Style guides generally give guidance on language use. Some style guides consider or focus on elements of graphic design, such as typography and white space. Web site style guides often focus on visual or technical aspects.
Traditonally, a style guide (often called a style manual or stylebook) dictates what form of language should be used. These style guides are principally used by academia and publishers.
In such works, style can have two meanings:
- Publication conventions for markup style, such as whether book and movie titles should be written in italics; expression of dates and numbers; how references should be cited.
- Literary considerations of prose style, such as best usage, common errors in grammar, punctuation and spelling; and suggestions for precision, fairness and the most forceful expression of ideas.
Some modern style guides are designed for use by the general public. These tend to focus on language over presentation.
Style guides don’t directly address writers’ individual style, or “voice,” although writers sometimes say style guides are too restrictive.
Like language itself, many style guides change with the times, to varying degrees. For example, the Associated Press stylebook is updated every year.
Academia and publishing
Style guides used by publishers set out rules for language use, such as for spelling, italics and punctuation. A major purpose of these style guides is consistency. They are rulebooks for writers to ensure language is used consistently. Authors are often asked or required to use a style guide in preparing their work for publication. Copy editors are charged with enforcing the style.
Style guides used by universities are particularly rigorous in their preferred style for citing sources. They are required of scholars submitting research articles to academic journals.
Other style guides have as their audience the general public. Some of these adopt a similar approach to style guides for publishing houses and newspapers.

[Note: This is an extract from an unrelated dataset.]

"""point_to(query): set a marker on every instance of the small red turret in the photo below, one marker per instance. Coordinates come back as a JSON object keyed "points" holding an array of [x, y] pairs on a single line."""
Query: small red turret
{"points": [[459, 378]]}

Others, such as Fowler's Modern English Usage (3rd edition) report how language is used in practice in a given area, outline how phrases, punctuation and grammar are actually used. Since they are for the general public, they cannot require one form of a word or phrase to be preferred over another, though they may make recommendations, and sometimes strong recommendations at that. These guides can be used by anyone interested in writing in a standard form of a language.
To give an idea of how this approach, it is useful to consider what Burchfield and observers have stated about Fowler's. On one hand, Burchfield notes: 'Linguistic correctness is perhaps the dominant theme of this book'. But he also writes: 'I believe that 'stark preachments' belong to an earlier age of comment on English usage'. Indeed, John Updike, writing in The New Yorker commented: 'To Burchfield, the English language is a battlefield upon which he functions as a non-combatant observer'.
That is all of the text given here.